Dalfampridine Utilization and Efficacy Assessment in Clinical Practice
Two phase 3 trials showed approximately 35% of patients receiving dalfampridine were Timed 25 Foot Walk (T25FW) responders, with average improvement in walking speed of 25%. We examined if T25FW response rate and magnitude differ in clinical practice.
To assess utilization of dalfampridine and magnitude of walking speed improvement in clinical practice.
Single-center retrospective study evaluating all patients for whom dalfampridine was prescribed since approval, from March 2010 through August 2013. Inclusion criteria for T25FW analyses: diagnosis of MS, dalfampridine treatment ≥ 3 months, and minimum of two T25FW measurements within one year pre- and post- treatment. Descriptive statistics were used for cohort characterization. Logistic regression was used to assess mean pre-T25FW time as a predictor of response.
Chart review identified 221 intention-to-treat (ITT) patients. Dalfampridine was shipped to 174 (78.7%), twelve of whom never began therapy. Thirty patients (13.5%) discontinued dalfampridine in < 3 months due to lack of subjective benefit. 67 patients (30.5%) had insufficient visits or documentation during the time window, and 6 patients (2.7%) were non-ambulatory at baseline. Fifty-three patients (23.9%) met our inclusion criteria for walking speed analysis, with mean T25FW of 9.5 seconds (range 3.8 to 66.3).

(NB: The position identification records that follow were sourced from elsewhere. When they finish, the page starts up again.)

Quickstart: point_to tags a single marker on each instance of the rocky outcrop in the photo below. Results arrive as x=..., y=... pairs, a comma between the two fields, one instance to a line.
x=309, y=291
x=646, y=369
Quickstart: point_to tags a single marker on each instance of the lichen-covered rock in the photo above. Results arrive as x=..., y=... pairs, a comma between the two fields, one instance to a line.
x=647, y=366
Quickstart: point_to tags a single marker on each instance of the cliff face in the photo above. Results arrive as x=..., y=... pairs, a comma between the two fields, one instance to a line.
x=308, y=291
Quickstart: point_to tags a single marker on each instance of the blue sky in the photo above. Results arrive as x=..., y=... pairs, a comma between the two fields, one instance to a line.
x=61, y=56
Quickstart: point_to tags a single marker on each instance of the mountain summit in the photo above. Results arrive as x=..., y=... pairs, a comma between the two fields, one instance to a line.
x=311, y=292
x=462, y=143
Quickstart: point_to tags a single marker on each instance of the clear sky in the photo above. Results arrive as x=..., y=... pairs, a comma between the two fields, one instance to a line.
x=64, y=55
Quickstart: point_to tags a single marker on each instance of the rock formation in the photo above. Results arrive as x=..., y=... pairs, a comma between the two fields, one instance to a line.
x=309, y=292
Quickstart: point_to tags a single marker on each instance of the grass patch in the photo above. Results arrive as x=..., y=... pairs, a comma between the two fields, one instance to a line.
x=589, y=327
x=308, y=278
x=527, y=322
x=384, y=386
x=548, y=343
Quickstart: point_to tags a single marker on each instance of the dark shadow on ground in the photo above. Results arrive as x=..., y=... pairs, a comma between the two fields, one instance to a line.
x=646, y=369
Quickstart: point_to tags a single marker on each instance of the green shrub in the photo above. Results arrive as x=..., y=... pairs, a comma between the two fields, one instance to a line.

Twenty-nine of these patients (56.9%) showed improvement in T25FW speed, and 24 (53.8%) showed none. In 10 patients (18.9%), the T25FW improvement was < 10%. Eleven patients (20.8%) improved between 10 - 20%. Only 8 patients (15.1%) achieved a clinically meaningful threshold of > 20% improvement, comprising 3.6% of the 221 patients in the ITT population. Despite this, 47 of the 53 (88.7%) continued therapy at last point of follow up.
Mean baseline T25FW time was not a statistically significant clinical predictor for response to dalfampridine, controlling for age, gender and type of MS (p = .815).
Our real world cohort demonstrated a lower rate and magnitude of T25FW improvement than was seen in clinical trials. Given that only a small minority of patients who continued on dalfampridine showed a clinically meaningful T25FW improvement, the T25FW may be an insensitive measure of actual therapeutic response to dalfampridine. Pretreatment walking speed was not a clinical predictor of response to dalfampridine, suggesting that investigation of paraclinical measures may be of use.